Clockwork Production Application

Update timeline

  1. investigating Oct 20, 2022, 04:09 PM UTC

    We’re currently experiencing a service disruption. Our dev ops team is working to identify the root cause and implement a solution. Users may be experiencing errors in page views and feature flags.

  2. identified Oct 20, 2022, 04:56 PM UTC

    Issue has been identified. Redis feature flags were removed; Restoring from backup. Restoration should be complete within no more than 30 minutes

  3. resolved Oct 20, 2022, 05:05 PM UTC

    Feature flags have been restored. All page views are rendered as expected.

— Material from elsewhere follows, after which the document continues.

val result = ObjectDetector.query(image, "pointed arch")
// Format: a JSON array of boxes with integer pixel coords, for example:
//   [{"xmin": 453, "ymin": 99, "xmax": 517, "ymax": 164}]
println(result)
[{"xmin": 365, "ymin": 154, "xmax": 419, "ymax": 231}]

  4. postmortem Oct 21, 2022, 05:28 PM UTC

    _On the morning of October 20 Clockwork views and application feature settings reverted to a non setting state for approximately 2 hours. This is the first time we’ve had any feature flag reversion. We immediately discovered the issue and remediated it as quickly as possible. We understand this was a significant inconvenience that we take very seriously. Below we have shared our postmortem and our actions to prevent this from occurring in the future._ * **Incident Details** All the feature flags stored in Redis were wiped away causing users to see old Clockwork views and hence users were not able to find certain functionalities. * **Investigation Summary** The team reviewed the code and the Redis Server configuration. Identified that the same Redis instance is shared between Demo and Production environments. The team worked on restoring the data from backup Redis servers. * **Data Exposure Summary** No, data was exposed. UI settings data stored in Redis was deleted, but has been recovered from the backup. * **Remediation Summary** Review Feature Flagging System, use separate Redis namespace for Demo. Upgrade to Redis 6.x and use of better security features and ACL, current version is 5.0. Setup Redis cluster with multi-AZ replication.